On Oct. 2, she was one of the 266 teachers and support staff laid off to help close what Rhee has called a $43.9 million budget gap. Like many other educators shown the door, she said that Rhee's formula for determining who should go--involving broad categories such as "needs of the school," was no formula at all but a license for administrators to fire at will.

"In gathering data for this RIF [reduction in force], one will find that many principals use their own criteria in deciding who to let go. Many of them did not even take the time to get to know what skills and talents to retain," Fonrose said in an e-mail.

Fonrose didn't stay at Anacostia when it was was taken over by Friendship Public Charter Schools at the end of the 2008-09 school year. Friendship wanted to make its own decisions about teachers, so Fonrose was "excessed" into a pool of instructors assigned elsewhere by the school system's human resources department. She landed at another high school operated by an outside organization, Friends of Bedford.

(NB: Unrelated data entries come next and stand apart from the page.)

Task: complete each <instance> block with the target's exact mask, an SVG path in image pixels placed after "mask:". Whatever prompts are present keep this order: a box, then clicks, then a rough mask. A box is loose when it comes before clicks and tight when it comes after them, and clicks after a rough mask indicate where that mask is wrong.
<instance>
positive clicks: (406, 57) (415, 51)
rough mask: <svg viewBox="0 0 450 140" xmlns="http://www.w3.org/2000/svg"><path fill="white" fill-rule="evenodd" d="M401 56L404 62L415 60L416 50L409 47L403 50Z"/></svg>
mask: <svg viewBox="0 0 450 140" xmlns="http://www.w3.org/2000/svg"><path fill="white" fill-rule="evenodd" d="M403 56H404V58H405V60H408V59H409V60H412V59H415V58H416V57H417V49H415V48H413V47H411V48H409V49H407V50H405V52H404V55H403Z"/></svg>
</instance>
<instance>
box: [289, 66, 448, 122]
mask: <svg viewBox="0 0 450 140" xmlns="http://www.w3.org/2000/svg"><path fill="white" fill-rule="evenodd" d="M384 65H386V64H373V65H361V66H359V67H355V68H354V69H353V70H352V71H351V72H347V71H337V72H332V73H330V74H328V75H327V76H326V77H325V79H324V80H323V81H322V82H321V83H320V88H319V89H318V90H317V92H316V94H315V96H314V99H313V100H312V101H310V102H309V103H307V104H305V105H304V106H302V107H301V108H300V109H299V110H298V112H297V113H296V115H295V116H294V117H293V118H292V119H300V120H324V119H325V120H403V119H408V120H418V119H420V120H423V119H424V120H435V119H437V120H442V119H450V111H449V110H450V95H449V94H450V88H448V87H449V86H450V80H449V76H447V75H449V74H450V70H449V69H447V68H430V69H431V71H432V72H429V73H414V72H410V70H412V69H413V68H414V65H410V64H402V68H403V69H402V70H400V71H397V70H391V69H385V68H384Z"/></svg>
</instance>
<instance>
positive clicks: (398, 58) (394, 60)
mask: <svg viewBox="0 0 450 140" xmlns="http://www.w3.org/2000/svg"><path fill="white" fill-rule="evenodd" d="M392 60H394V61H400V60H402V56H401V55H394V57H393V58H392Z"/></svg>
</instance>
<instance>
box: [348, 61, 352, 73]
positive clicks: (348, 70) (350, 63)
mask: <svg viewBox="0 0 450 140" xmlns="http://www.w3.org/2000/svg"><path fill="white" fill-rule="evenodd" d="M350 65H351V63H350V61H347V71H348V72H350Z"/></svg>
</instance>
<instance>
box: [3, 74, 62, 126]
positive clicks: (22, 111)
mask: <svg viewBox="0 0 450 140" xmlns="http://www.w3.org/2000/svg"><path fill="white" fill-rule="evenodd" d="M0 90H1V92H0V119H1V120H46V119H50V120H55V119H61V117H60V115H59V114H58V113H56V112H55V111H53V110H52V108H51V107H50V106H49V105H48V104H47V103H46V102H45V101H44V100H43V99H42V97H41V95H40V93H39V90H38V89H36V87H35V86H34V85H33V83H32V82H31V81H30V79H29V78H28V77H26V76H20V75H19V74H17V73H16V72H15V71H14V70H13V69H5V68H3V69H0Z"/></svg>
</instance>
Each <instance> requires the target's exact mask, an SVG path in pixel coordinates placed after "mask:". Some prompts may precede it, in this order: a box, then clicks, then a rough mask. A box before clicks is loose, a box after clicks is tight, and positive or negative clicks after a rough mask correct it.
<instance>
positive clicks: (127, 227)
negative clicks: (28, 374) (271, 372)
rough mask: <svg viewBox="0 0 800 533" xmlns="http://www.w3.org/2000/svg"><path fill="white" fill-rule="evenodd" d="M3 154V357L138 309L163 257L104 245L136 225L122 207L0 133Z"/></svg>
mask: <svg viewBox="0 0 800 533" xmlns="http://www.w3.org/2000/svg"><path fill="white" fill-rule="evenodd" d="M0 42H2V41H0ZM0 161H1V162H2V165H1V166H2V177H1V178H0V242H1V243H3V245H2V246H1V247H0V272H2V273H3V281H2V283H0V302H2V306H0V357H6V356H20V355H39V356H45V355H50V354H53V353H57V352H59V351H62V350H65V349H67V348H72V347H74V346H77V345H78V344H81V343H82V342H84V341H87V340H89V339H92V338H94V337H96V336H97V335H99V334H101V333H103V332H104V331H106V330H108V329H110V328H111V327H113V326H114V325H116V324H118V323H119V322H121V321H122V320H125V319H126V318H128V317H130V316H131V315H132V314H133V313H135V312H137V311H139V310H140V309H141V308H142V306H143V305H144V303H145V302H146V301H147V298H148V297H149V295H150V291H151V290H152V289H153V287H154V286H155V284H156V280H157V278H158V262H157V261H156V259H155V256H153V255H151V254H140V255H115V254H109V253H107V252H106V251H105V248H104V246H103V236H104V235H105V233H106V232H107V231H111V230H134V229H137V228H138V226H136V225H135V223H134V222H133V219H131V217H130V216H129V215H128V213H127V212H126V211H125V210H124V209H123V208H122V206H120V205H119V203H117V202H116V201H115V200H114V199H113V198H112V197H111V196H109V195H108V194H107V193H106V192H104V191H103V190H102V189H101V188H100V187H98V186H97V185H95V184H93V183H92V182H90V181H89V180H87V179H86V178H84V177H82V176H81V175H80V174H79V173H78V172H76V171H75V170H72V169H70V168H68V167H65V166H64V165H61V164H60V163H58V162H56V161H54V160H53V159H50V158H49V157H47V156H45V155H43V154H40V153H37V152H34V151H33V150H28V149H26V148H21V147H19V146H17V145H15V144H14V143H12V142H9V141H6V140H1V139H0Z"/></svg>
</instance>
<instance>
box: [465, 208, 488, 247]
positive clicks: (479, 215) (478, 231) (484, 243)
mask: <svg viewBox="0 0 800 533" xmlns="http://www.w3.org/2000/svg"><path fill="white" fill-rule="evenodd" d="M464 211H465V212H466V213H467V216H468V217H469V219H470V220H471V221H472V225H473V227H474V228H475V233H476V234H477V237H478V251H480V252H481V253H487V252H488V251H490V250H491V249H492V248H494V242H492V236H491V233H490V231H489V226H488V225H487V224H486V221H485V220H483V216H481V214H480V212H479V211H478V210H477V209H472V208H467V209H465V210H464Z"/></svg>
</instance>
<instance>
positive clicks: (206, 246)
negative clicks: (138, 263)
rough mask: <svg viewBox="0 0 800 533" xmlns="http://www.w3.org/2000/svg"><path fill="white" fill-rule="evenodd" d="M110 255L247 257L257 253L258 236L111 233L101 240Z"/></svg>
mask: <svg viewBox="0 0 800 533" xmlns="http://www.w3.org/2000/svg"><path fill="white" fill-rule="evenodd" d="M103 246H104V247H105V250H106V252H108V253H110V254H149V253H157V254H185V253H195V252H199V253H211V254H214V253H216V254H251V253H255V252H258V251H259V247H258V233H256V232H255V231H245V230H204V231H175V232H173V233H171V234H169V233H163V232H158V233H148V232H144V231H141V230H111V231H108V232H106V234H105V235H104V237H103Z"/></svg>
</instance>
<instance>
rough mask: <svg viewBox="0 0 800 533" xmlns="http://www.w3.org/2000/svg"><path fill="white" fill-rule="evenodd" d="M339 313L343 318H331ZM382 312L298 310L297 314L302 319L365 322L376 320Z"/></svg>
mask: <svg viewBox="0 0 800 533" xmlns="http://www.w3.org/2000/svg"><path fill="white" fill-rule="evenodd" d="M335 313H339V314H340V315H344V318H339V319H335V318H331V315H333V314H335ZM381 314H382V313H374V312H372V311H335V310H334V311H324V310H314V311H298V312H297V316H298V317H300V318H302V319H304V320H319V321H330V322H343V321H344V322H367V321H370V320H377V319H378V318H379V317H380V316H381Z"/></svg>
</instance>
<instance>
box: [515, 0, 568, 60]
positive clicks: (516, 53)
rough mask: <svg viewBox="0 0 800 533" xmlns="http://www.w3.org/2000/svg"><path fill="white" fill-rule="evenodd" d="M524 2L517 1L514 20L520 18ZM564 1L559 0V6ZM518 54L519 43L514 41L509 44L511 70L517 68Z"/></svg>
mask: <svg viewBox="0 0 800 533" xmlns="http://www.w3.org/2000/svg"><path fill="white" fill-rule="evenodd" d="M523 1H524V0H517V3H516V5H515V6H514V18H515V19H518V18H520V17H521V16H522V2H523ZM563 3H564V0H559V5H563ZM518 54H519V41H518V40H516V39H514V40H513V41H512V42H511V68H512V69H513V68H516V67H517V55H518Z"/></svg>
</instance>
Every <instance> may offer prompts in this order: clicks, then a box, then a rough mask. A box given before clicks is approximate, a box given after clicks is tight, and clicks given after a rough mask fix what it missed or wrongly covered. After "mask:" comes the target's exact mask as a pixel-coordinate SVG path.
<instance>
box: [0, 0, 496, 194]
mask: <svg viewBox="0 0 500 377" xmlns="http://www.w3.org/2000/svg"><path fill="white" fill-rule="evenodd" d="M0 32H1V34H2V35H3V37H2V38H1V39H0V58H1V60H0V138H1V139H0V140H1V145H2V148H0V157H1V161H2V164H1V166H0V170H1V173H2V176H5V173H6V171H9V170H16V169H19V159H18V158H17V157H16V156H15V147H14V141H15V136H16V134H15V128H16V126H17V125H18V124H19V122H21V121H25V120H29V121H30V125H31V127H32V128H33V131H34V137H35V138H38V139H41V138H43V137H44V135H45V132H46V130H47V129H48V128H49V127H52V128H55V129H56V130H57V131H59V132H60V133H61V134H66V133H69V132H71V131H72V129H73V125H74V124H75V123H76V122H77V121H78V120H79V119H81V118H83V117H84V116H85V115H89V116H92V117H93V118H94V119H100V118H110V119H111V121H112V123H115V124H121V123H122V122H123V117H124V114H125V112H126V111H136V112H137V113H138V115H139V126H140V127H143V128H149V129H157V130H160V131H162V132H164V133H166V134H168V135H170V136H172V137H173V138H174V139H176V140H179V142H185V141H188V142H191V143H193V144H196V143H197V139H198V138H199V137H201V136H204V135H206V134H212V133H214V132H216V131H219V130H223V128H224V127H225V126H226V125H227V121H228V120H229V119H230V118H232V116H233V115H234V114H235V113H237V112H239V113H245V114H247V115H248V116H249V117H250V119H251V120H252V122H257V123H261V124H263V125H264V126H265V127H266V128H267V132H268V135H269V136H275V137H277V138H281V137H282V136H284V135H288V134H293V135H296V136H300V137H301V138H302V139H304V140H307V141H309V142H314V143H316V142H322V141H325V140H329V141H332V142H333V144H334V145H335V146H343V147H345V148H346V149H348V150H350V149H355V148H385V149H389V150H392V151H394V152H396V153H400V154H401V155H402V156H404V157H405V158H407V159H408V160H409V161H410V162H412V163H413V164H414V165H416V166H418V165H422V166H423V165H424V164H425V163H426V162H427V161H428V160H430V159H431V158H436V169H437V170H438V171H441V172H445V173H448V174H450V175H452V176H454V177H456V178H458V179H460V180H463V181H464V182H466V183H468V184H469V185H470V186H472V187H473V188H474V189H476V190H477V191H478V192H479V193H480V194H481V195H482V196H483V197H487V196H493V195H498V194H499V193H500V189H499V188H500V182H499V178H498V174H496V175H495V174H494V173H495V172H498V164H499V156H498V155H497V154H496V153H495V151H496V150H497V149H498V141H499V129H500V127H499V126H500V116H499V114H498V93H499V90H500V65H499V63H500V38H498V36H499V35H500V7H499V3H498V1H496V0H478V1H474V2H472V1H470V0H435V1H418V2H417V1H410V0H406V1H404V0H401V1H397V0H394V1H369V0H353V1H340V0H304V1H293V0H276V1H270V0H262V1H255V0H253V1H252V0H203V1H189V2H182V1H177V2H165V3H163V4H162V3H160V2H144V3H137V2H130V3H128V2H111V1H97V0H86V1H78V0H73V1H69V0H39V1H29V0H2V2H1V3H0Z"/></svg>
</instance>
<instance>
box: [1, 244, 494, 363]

"Many of us were set up during the placement process by HR this past summer because the partnerships (Friends of Bedford and Friendship) wanted the rights to hire their own personnel for the school year," Fonrose said. "Even with a doctorate and a national board certification, I spent the first six weeks of the school year explaining my worth to the partners. Each time I attended a meeting, my peers had to hear that I was the only one who was not "chosen" to be here. I made a joke of the matter by saying sometimes the "sent" ones are more skilled than the "chosen" ones."

The District placed her at Dunbar as the school's pre-engineering counselor, but when administrators tried to change her title to "helper," she felt the writing on the wall was clear.

"Later on, I learned that helper really meant training their new senior counselor before they get rid of me," she said. "That's called being a team player, anything else is unacceptable."

DCPS has been hit by at least one wrongful termination lawsuit growing out of layoffs at Dunbar. Last week, the D.C. Wire wrote about the case of second year English teacher Michael T. Green. Friends of Bedford CEO George Leonard did not return a phone message Monday.

Fonrose said one of her students called her about the RIF, unaware that she had been included. "She said 'I guess I have to make sure I am as good as you so this does not happen to me' when I graduate from college," Fonrose said.

"I said, 'Well, I was riffed.' Her answer was 'no way.' She is now thinking about changing her major."